Mr. clean seems a little harsh on the bowels IMO!


----------



## Cal (Jun 17, 2008)

Letterrip said:


> I really REALLY hope that's a typo!!!


BaaaaHaaaa !!


----------



## gordyloo (Dec 7, 2013)

Personally i think you should keep your mister clean as far from your bowels as possible. Lol


----------



## Ghostmaker (Jan 12, 2013)

Gets it real clean.. Merry Christmas all and hopes for a very profitable New Year to all..


----------



## smoldrn (Oct 4, 2010)

When my older customers ask about cleaners, I ask them if they wear dentures. Tell them if they do to dump the water from the denture cup into the bowl instead of down the lav drain. It helps to keep it clean.
The younger ones I tell to get a toilet brush, or keep putting chemicals in the tank & I'll come out every 6 mos. & install a new ballcock & flapper for $150.:laughing:


----------



## newyorkcity (Nov 25, 2010)

Bar Keepers Friend powder.

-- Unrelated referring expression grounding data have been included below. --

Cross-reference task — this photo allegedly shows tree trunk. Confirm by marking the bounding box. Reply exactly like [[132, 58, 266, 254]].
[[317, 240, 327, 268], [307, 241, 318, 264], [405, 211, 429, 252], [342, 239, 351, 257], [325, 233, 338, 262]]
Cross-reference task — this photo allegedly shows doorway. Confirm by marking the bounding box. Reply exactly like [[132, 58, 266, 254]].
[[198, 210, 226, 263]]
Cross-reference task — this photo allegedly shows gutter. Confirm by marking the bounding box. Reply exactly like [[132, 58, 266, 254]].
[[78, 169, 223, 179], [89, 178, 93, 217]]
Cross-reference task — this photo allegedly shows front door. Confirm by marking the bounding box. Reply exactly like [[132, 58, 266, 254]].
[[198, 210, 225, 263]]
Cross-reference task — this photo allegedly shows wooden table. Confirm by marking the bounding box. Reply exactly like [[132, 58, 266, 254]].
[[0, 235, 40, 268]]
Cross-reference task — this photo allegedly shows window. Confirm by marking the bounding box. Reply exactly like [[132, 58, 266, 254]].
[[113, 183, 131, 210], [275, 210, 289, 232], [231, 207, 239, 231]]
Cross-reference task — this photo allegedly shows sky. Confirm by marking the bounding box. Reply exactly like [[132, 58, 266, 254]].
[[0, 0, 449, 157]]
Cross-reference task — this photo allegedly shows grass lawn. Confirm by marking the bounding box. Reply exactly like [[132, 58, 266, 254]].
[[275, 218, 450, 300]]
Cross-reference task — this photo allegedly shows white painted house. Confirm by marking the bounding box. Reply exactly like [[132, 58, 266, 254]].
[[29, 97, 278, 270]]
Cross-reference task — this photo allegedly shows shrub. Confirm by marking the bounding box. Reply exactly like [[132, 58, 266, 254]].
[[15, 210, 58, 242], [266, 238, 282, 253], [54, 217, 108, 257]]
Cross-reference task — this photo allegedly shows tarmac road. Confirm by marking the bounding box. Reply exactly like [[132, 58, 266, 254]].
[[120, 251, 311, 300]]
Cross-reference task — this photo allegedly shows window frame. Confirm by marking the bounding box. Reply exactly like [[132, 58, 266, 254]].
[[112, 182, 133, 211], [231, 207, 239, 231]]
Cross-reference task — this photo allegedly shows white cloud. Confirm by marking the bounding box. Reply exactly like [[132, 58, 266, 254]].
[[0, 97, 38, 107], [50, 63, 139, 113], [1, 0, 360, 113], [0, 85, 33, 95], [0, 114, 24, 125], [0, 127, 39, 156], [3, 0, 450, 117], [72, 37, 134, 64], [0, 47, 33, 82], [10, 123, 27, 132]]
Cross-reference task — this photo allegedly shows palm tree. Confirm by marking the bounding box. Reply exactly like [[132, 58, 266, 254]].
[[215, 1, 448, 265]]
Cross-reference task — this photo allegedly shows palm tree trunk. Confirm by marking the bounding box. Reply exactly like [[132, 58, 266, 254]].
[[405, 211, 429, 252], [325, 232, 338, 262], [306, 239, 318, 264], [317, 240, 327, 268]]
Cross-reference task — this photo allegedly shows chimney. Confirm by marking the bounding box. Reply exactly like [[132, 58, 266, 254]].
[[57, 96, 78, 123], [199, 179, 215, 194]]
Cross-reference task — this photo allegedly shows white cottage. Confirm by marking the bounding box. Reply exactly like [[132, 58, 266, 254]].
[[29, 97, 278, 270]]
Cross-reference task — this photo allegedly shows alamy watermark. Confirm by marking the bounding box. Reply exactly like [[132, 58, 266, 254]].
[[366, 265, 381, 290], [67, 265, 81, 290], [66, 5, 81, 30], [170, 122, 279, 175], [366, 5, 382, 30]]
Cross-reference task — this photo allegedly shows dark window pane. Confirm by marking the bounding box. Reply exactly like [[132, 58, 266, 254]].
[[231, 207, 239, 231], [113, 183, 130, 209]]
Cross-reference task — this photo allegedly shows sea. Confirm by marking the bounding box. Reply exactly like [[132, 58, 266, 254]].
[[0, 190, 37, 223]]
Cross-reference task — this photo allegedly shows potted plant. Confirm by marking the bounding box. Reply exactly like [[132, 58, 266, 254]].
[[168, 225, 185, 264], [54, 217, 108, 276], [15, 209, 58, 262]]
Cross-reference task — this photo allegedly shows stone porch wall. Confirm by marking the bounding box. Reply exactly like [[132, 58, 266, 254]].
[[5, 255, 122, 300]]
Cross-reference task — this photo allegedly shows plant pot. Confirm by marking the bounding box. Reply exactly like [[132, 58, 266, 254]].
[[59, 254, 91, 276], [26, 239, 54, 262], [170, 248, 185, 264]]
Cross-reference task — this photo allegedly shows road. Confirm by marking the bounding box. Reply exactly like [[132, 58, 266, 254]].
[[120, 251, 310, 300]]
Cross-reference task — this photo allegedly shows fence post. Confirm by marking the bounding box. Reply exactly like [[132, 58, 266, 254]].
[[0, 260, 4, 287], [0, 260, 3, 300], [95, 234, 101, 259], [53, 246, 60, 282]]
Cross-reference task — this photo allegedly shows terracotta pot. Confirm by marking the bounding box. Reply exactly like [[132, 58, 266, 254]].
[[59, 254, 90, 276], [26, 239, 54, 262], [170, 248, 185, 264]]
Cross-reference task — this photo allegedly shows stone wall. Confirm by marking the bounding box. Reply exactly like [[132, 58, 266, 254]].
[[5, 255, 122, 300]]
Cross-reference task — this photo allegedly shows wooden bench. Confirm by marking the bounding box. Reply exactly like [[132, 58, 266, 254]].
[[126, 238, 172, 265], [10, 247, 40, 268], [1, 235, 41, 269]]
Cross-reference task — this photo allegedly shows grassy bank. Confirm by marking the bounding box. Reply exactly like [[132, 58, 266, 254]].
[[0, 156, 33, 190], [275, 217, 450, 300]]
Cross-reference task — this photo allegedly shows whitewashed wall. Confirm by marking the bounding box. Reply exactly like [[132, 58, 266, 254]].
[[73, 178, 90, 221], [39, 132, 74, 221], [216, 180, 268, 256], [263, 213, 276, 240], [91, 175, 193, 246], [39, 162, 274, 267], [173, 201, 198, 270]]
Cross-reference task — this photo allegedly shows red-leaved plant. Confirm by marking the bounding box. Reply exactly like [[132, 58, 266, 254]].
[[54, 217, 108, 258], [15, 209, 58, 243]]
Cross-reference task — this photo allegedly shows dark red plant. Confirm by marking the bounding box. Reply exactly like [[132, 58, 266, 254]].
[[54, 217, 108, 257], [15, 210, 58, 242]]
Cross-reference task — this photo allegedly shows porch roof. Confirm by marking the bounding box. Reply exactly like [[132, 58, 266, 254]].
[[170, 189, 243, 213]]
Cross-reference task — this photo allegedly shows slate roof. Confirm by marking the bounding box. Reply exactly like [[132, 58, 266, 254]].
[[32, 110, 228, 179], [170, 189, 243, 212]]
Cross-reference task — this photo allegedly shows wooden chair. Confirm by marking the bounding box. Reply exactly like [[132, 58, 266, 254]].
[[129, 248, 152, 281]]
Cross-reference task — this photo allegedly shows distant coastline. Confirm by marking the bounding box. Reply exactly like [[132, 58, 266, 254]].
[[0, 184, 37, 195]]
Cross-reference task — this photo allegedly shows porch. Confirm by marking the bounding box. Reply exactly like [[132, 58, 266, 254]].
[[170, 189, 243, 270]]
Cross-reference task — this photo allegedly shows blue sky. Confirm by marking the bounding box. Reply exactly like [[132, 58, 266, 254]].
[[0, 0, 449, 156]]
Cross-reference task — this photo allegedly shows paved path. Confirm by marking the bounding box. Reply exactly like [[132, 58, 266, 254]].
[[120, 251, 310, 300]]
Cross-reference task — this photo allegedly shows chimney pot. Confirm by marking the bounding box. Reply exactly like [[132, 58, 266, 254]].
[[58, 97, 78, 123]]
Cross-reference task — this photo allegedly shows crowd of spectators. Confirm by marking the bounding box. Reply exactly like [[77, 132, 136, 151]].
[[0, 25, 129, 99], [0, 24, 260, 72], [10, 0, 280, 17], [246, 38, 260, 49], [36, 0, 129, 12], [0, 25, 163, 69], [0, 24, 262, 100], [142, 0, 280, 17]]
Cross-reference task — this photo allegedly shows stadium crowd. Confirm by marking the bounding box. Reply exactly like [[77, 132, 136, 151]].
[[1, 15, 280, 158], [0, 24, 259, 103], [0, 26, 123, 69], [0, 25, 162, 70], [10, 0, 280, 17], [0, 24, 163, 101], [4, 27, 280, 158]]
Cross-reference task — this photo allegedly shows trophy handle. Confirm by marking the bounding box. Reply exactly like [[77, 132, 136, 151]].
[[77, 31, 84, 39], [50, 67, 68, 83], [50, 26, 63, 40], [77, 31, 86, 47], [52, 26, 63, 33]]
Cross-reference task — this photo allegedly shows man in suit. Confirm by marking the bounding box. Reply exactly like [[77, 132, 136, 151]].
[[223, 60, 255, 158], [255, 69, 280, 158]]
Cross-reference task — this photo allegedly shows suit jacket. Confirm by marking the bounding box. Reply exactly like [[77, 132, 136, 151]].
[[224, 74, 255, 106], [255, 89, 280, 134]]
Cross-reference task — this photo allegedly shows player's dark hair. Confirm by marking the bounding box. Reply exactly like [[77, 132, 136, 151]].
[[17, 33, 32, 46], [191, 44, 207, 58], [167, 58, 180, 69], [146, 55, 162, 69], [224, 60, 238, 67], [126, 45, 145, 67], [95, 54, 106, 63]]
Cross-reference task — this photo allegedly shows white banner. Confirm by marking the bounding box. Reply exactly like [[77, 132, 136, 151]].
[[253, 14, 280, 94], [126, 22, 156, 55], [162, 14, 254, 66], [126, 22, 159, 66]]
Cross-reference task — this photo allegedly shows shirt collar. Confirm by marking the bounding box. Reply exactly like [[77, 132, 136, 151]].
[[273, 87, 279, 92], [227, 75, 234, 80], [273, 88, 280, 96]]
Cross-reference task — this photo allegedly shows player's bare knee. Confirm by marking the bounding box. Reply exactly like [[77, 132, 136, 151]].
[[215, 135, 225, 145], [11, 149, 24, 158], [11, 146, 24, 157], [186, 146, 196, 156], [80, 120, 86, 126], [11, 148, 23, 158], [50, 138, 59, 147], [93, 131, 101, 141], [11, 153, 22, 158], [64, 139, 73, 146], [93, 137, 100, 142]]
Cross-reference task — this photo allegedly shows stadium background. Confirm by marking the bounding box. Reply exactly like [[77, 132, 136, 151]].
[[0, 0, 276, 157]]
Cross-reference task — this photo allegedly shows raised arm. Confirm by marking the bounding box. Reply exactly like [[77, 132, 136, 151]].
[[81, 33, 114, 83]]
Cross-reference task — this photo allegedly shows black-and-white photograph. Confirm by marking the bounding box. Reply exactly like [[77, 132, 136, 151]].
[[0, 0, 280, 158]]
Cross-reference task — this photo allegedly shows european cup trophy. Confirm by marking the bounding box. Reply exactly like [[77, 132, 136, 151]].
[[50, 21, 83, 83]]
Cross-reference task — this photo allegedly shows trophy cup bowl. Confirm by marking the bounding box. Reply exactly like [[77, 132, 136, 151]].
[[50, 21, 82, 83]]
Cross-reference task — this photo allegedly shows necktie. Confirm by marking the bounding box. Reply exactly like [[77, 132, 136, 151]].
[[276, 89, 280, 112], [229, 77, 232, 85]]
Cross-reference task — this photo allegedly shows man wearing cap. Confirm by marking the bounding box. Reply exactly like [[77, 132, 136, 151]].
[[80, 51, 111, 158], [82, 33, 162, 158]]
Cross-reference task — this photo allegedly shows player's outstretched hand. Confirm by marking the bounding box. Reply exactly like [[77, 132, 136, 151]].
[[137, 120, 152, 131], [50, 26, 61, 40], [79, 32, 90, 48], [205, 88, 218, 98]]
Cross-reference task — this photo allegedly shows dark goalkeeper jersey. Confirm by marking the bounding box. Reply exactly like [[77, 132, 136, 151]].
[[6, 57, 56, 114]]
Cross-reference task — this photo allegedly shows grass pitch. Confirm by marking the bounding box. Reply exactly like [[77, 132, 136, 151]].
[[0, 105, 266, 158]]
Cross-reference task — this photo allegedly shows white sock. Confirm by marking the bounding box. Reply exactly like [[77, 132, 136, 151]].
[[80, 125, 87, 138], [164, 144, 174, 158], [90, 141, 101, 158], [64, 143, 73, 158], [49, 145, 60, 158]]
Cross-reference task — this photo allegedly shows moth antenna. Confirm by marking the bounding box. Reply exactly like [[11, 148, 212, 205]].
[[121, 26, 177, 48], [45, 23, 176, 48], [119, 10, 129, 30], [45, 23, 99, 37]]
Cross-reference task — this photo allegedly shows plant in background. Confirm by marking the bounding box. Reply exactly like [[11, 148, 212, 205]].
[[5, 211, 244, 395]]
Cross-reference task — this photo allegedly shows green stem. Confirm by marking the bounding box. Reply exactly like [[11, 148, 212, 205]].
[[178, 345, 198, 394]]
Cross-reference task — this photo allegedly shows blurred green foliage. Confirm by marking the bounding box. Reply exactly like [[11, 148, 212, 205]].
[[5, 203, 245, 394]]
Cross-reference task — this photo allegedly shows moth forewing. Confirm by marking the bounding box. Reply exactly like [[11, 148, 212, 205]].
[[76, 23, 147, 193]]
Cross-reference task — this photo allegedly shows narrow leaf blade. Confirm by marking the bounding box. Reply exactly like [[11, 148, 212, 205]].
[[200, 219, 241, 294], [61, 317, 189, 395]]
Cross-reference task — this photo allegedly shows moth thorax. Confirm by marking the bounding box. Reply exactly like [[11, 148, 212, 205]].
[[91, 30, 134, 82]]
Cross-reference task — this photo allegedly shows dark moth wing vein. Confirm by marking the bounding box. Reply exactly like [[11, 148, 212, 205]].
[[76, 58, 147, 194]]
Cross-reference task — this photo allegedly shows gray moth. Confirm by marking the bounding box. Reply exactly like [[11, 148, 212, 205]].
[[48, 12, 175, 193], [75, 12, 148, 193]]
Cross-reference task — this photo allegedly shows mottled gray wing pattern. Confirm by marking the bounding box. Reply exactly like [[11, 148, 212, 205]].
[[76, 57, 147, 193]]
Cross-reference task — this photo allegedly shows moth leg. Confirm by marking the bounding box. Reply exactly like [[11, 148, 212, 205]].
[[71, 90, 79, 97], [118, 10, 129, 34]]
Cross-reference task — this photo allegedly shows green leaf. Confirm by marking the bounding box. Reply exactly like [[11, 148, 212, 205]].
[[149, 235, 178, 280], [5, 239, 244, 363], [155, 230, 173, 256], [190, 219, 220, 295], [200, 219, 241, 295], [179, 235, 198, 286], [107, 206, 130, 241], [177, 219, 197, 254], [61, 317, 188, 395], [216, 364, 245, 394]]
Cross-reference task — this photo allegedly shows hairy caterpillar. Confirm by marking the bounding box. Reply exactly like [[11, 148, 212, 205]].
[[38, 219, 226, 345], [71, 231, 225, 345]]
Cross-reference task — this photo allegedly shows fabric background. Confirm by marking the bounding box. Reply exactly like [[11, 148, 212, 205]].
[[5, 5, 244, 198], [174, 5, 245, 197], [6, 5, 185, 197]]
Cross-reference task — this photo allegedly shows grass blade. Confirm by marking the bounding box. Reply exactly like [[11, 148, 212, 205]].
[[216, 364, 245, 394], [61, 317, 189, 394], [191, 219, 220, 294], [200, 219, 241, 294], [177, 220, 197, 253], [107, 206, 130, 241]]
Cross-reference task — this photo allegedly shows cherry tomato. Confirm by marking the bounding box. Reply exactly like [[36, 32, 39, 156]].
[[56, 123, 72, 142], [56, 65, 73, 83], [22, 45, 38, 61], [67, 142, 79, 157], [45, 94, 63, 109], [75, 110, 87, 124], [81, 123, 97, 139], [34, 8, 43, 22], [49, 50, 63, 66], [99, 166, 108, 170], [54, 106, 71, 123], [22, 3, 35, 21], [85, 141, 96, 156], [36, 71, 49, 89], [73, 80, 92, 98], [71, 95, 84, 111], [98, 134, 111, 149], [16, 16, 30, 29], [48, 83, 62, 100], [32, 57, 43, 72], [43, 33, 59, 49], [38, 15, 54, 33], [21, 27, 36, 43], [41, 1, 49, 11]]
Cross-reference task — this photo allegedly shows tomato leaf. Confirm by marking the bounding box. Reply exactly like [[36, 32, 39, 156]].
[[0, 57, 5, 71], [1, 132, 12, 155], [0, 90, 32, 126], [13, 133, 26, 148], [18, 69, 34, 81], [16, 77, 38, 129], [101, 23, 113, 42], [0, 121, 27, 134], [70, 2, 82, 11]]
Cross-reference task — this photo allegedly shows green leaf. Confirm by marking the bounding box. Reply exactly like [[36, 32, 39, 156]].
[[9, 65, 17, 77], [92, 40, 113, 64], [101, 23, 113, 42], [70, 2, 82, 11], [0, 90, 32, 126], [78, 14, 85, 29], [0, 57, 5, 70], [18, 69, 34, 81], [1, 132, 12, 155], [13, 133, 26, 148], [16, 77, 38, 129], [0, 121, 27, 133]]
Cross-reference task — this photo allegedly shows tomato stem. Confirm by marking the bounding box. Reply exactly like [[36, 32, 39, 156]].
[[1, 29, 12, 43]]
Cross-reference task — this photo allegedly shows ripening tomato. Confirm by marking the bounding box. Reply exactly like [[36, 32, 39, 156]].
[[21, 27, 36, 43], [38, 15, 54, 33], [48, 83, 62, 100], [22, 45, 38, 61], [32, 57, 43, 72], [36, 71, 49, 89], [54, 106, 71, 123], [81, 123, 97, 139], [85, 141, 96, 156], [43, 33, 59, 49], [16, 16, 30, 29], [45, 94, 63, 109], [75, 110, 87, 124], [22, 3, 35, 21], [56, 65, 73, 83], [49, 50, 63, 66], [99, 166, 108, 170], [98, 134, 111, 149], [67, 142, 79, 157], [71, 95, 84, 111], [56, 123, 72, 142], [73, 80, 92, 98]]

Good stuff.
Gotta use a toilet brush, though.


----------



## 6th Density (Nov 29, 2010)

Thanks for all the input guys!:yes:

The reason why I bring it up is because I used to be able to look up under the rim of my toilet to find flush holes full of black crud. That in my opinion is the leading culprit behind the bowl getting dirty so quick.

Redwoods got a point, and my experiment could lead to a slow flushing toilet or even worse. But, the bromine is definitely bleaching out the black crud under the rim, and thus cleaning out the black crud inside the chamber that a brush cant reach.

They ought to make an expanding foam spray that a customer could shoot up various flush holes to get the chemicals to move from the bowl's viteous flush chamber and expand upwards. Of course, temporarily, until one flushes the tank to flush out the chemical cleaner.


----------



## smoldrn (Oct 4, 2010)

Use a straightened out piece of coat hanger for the jets under the rim.


----------



## 6th Density (Nov 29, 2010)

Yea, but that doesn't really clean out the flush chamber.


----------



## 6th Density (Nov 29, 2010)

Figured it out..., from all things, customer reviews on the product.

Fluidmaster 8300P8 Flush 'N' Sparkle Toilet Bowl Cleaning System - Amazon.com

Just cut the cartridge base with a hacksaw. Add your own Clorine or Bromine tablet chunks to the altered cartridge, reinsert, problem solved!


----------



## Redwood (Sep 8, 2008)

6th Density said:


> Figured it out..., from all things, customer reviews on the product.
> 
> Fluidmaster 8300P8 Flush 'N' Sparkle Toilet Bowl Cleaning System - Amazon.com
> 
> Just cut the cartridge base with a hacksaw. Add your own Clorine or Bromine tablet chunks to the altered cartridge, reinsert, problem solved!


Or get the KaBoom one with the screw top...


----------